Most child ear aches do not need antibiotics

According to the latest research the most common reason why doctors prescribe antibiotics for children is ear ache, and often most ear aches would clear up without them.

The debate on the over prescribing of antibiotics has been going on for years but has had more resonance of late with the emergence of so-called super-bugs which are often resistant to most of the widely used antibiotics.

It seems that almost 15 million prescriptions for antibiotics are doled out each year to treat ear aches when all that is needed is eardrops and a painkiller.

Doctors are now advocating the WASP procedure, (wait-and-see prescribing), where a prescription is written but parents are told not to fill it unless the child fails to improve or gets worse 48 hours after the appointment.

The UK and many European countries, recommend the WASP approach and a new study, by researchers at Yale and Vanderbilt universities, prove that the principle works.

For the study when doctors examined about 300 children who were taken to emergency rooms with an ear ache, half of the children's parents got a wait-and-see prescription for antibiotics, while the other half were told to fill their prescriptions immediately.

All the children received ibuprofen and eardrops for pain.

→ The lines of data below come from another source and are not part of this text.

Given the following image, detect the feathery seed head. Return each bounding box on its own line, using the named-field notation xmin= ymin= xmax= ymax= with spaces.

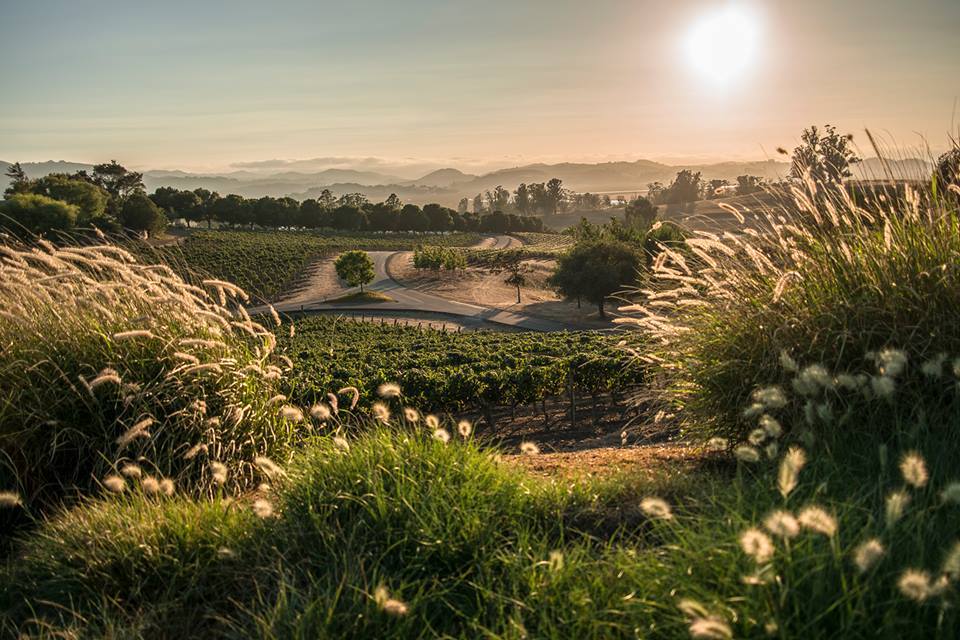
xmin=897 ymin=569 xmax=932 ymax=602
xmin=103 ymin=475 xmax=127 ymax=493
xmin=797 ymin=506 xmax=837 ymax=538
xmin=372 ymin=402 xmax=390 ymax=424
xmin=0 ymin=491 xmax=23 ymax=509
xmin=740 ymin=528 xmax=774 ymax=564
xmin=900 ymin=451 xmax=930 ymax=489
xmin=640 ymin=497 xmax=673 ymax=520
xmin=763 ymin=511 xmax=800 ymax=539
xmin=310 ymin=402 xmax=330 ymax=422
xmin=853 ymin=538 xmax=886 ymax=573
xmin=777 ymin=447 xmax=807 ymax=498
xmin=377 ymin=382 xmax=400 ymax=400
xmin=885 ymin=491 xmax=910 ymax=527
xmin=733 ymin=444 xmax=760 ymax=462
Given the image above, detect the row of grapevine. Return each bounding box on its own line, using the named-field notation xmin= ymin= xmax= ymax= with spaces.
xmin=281 ymin=316 xmax=641 ymax=412
xmin=149 ymin=231 xmax=479 ymax=300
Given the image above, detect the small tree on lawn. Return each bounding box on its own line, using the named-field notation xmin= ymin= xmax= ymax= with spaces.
xmin=551 ymin=239 xmax=644 ymax=318
xmin=334 ymin=251 xmax=375 ymax=293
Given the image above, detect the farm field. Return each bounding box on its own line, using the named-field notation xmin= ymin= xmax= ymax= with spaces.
xmin=157 ymin=231 xmax=480 ymax=300
xmin=280 ymin=316 xmax=642 ymax=420
xmin=0 ymin=0 xmax=960 ymax=640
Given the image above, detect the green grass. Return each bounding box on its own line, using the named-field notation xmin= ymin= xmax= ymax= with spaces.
xmin=327 ymin=291 xmax=396 ymax=304
xmin=0 ymin=244 xmax=300 ymax=524
xmin=158 ymin=231 xmax=480 ymax=300
xmin=279 ymin=316 xmax=642 ymax=411
xmin=7 ymin=418 xmax=960 ymax=638
xmin=640 ymin=170 xmax=960 ymax=438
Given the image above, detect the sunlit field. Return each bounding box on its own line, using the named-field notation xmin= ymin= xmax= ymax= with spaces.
xmin=0 ymin=151 xmax=960 ymax=638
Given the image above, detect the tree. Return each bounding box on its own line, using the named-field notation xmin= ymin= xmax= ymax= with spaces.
xmin=703 ymin=178 xmax=730 ymax=200
xmin=297 ymin=198 xmax=330 ymax=229
xmin=935 ymin=146 xmax=960 ymax=192
xmin=502 ymin=249 xmax=527 ymax=304
xmin=383 ymin=193 xmax=403 ymax=211
xmin=623 ymin=197 xmax=657 ymax=231
xmin=334 ymin=250 xmax=376 ymax=293
xmin=547 ymin=178 xmax=563 ymax=215
xmin=550 ymin=239 xmax=644 ymax=318
xmin=317 ymin=189 xmax=337 ymax=211
xmin=737 ymin=175 xmax=763 ymax=196
xmin=790 ymin=124 xmax=860 ymax=187
xmin=120 ymin=193 xmax=167 ymax=238
xmin=150 ymin=187 xmax=201 ymax=227
xmin=490 ymin=184 xmax=510 ymax=211
xmin=647 ymin=182 xmax=665 ymax=204
xmin=191 ymin=187 xmax=220 ymax=229
xmin=0 ymin=193 xmax=79 ymax=234
xmin=3 ymin=162 xmax=30 ymax=197
xmin=330 ymin=204 xmax=366 ymax=231
xmin=662 ymin=169 xmax=700 ymax=204
xmin=397 ymin=204 xmax=430 ymax=231
xmin=91 ymin=160 xmax=143 ymax=200
xmin=513 ymin=182 xmax=530 ymax=215
xmin=423 ymin=204 xmax=456 ymax=231
xmin=210 ymin=194 xmax=253 ymax=226
xmin=367 ymin=198 xmax=400 ymax=231
xmin=527 ymin=182 xmax=550 ymax=213
xmin=30 ymin=173 xmax=109 ymax=225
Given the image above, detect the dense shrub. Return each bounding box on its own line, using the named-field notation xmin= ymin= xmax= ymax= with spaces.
xmin=621 ymin=161 xmax=960 ymax=440
xmin=0 ymin=243 xmax=297 ymax=520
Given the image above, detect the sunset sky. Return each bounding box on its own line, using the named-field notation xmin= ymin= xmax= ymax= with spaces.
xmin=0 ymin=0 xmax=960 ymax=170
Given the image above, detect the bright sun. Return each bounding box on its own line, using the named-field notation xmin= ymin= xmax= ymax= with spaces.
xmin=685 ymin=6 xmax=760 ymax=84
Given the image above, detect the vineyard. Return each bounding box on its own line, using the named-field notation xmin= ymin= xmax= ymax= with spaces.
xmin=280 ymin=317 xmax=641 ymax=420
xmin=510 ymin=231 xmax=574 ymax=253
xmin=159 ymin=231 xmax=479 ymax=300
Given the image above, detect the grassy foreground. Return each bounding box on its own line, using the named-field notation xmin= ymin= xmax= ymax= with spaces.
xmin=0 ymin=152 xmax=960 ymax=639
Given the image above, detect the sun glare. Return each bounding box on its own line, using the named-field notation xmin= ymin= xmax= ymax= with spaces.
xmin=685 ymin=6 xmax=760 ymax=84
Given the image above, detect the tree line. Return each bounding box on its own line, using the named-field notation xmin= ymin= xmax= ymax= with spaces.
xmin=457 ymin=178 xmax=613 ymax=216
xmin=0 ymin=161 xmax=543 ymax=236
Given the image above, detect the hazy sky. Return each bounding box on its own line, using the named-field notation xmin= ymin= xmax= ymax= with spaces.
xmin=0 ymin=0 xmax=960 ymax=169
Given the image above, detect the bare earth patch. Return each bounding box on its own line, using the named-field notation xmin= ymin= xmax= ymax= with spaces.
xmin=503 ymin=442 xmax=703 ymax=478
xmin=387 ymin=252 xmax=613 ymax=329
xmin=278 ymin=255 xmax=350 ymax=304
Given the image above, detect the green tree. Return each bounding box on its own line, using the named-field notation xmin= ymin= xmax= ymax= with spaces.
xmin=737 ymin=175 xmax=763 ymax=196
xmin=330 ymin=204 xmax=367 ymax=231
xmin=661 ymin=169 xmax=701 ymax=204
xmin=397 ymin=204 xmax=430 ymax=231
xmin=623 ymin=197 xmax=657 ymax=230
xmin=550 ymin=239 xmax=644 ymax=318
xmin=30 ymin=173 xmax=109 ymax=225
xmin=120 ymin=193 xmax=167 ymax=238
xmin=547 ymin=178 xmax=563 ymax=215
xmin=0 ymin=193 xmax=79 ymax=235
xmin=790 ymin=124 xmax=860 ymax=186
xmin=334 ymin=250 xmax=376 ymax=293
xmin=423 ymin=204 xmax=456 ymax=231
xmin=513 ymin=182 xmax=530 ymax=215
xmin=91 ymin=160 xmax=143 ymax=200
xmin=3 ymin=162 xmax=30 ymax=196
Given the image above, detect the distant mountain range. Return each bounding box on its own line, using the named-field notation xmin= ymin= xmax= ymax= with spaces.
xmin=0 ymin=158 xmax=930 ymax=206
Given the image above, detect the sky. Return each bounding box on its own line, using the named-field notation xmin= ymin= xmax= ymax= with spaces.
xmin=0 ymin=0 xmax=960 ymax=171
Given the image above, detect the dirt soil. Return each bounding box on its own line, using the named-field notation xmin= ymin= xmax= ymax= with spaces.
xmin=503 ymin=442 xmax=703 ymax=478
xmin=278 ymin=255 xmax=350 ymax=304
xmin=388 ymin=253 xmax=614 ymax=329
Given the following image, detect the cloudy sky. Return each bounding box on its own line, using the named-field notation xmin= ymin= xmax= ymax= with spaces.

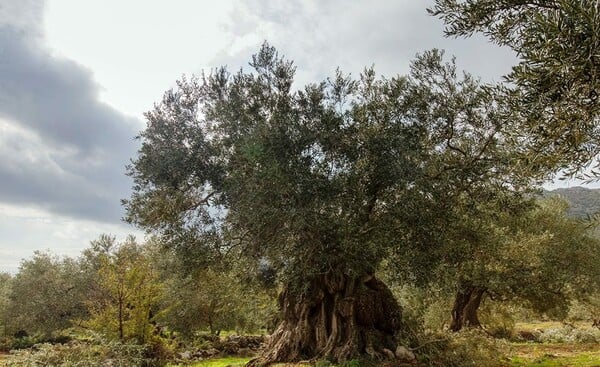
xmin=0 ymin=0 xmax=580 ymax=271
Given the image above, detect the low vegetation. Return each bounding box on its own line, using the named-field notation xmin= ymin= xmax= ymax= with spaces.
xmin=0 ymin=0 xmax=600 ymax=367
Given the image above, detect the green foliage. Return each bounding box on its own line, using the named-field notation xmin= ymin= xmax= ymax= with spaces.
xmin=7 ymin=252 xmax=87 ymax=337
xmin=544 ymin=187 xmax=600 ymax=219
xmin=81 ymin=237 xmax=164 ymax=344
xmin=406 ymin=329 xmax=509 ymax=367
xmin=162 ymin=269 xmax=277 ymax=338
xmin=0 ymin=273 xmax=12 ymax=340
xmin=430 ymin=0 xmax=600 ymax=175
xmin=3 ymin=339 xmax=166 ymax=367
xmin=193 ymin=357 xmax=250 ymax=367
xmin=125 ymin=45 xmax=523 ymax=296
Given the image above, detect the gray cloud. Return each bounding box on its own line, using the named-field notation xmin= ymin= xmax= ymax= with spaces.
xmin=0 ymin=0 xmax=141 ymax=223
xmin=215 ymin=0 xmax=515 ymax=83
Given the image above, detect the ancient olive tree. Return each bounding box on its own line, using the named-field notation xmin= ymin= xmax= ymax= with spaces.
xmin=125 ymin=45 xmax=518 ymax=364
xmin=430 ymin=0 xmax=600 ymax=176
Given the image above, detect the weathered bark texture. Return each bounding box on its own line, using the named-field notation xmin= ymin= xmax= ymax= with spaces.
xmin=450 ymin=286 xmax=485 ymax=331
xmin=247 ymin=272 xmax=401 ymax=366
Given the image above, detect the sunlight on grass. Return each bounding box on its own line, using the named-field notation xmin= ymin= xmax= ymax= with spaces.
xmin=192 ymin=357 xmax=251 ymax=367
xmin=511 ymin=352 xmax=600 ymax=367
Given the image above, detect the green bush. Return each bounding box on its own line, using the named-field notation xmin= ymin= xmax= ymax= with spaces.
xmin=5 ymin=338 xmax=168 ymax=367
xmin=412 ymin=330 xmax=509 ymax=367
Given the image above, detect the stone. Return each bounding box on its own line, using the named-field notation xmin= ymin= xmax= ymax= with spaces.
xmin=395 ymin=345 xmax=417 ymax=362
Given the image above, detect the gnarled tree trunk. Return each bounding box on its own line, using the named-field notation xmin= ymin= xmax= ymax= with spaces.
xmin=248 ymin=271 xmax=401 ymax=366
xmin=450 ymin=285 xmax=485 ymax=331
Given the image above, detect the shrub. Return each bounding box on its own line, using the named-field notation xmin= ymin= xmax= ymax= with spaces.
xmin=413 ymin=330 xmax=509 ymax=367
xmin=5 ymin=338 xmax=167 ymax=367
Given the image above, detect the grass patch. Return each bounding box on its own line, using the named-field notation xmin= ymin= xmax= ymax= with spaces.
xmin=192 ymin=357 xmax=252 ymax=367
xmin=510 ymin=344 xmax=600 ymax=367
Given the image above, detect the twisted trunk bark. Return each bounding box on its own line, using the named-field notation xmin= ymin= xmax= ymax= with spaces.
xmin=248 ymin=271 xmax=401 ymax=366
xmin=450 ymin=286 xmax=485 ymax=331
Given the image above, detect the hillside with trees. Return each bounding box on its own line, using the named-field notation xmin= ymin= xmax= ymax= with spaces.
xmin=0 ymin=0 xmax=600 ymax=367
xmin=544 ymin=187 xmax=600 ymax=218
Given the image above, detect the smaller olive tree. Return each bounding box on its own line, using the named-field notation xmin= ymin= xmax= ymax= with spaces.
xmin=8 ymin=252 xmax=87 ymax=337
xmin=0 ymin=273 xmax=12 ymax=337
xmin=82 ymin=236 xmax=164 ymax=344
xmin=164 ymin=268 xmax=276 ymax=337
xmin=444 ymin=198 xmax=600 ymax=331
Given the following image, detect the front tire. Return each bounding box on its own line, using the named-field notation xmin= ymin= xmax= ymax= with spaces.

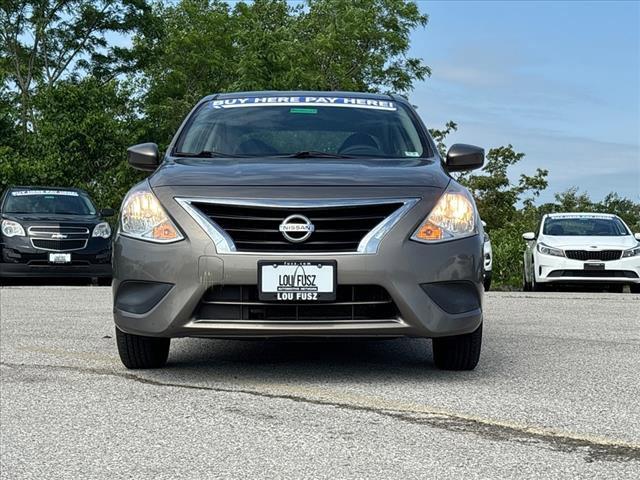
xmin=522 ymin=270 xmax=532 ymax=292
xmin=432 ymin=324 xmax=482 ymax=370
xmin=116 ymin=327 xmax=171 ymax=370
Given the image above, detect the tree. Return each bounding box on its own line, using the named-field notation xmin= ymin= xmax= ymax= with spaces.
xmin=0 ymin=0 xmax=149 ymax=130
xmin=0 ymin=77 xmax=140 ymax=207
xmin=134 ymin=0 xmax=430 ymax=143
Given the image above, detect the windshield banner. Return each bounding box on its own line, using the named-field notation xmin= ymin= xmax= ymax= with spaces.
xmin=11 ymin=190 xmax=78 ymax=197
xmin=211 ymin=97 xmax=396 ymax=111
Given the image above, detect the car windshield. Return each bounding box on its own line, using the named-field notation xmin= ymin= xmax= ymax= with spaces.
xmin=542 ymin=216 xmax=630 ymax=237
xmin=3 ymin=190 xmax=96 ymax=215
xmin=174 ymin=96 xmax=431 ymax=158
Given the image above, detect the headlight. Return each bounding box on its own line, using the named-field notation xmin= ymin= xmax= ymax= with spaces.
xmin=622 ymin=245 xmax=640 ymax=258
xmin=411 ymin=183 xmax=478 ymax=242
xmin=537 ymin=243 xmax=564 ymax=257
xmin=120 ymin=182 xmax=183 ymax=243
xmin=2 ymin=220 xmax=25 ymax=237
xmin=91 ymin=222 xmax=111 ymax=238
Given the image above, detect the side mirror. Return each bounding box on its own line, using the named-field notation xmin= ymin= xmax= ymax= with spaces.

The researchers found that around two-thirds of parents in the wait-and-see group did just that and the children recovered just as quickly from their earaches as those who received antibiotics immediately.

Most doctors agree with the WASP approach and are not surprised that the approach was successful; most also say the selective use of antibiotics is important because their overuse can have an impact on drug resistance.

Experts agree and point out that using less antibiotics especially in children will help maintain the drug's ability to work for them in the future when they may be essential.

Lead author, Dr. David Spiro, says it is clear that the overuse of antibiotics has led to many of the resistant infections now at large.

Spiro, who now heads Pediatric Emergency Medicine at Doernbecher Children's Hospital and Oregon Health and Science University in Portland, says that there are some children who shouldn't be given a wait-and-see prescription.

They include babies under 6 months of age, children with chronic ear infections, and children who appear seriously ill.

The study findings are published in the Sept. 13 issue of the Journal of the American Medical Association.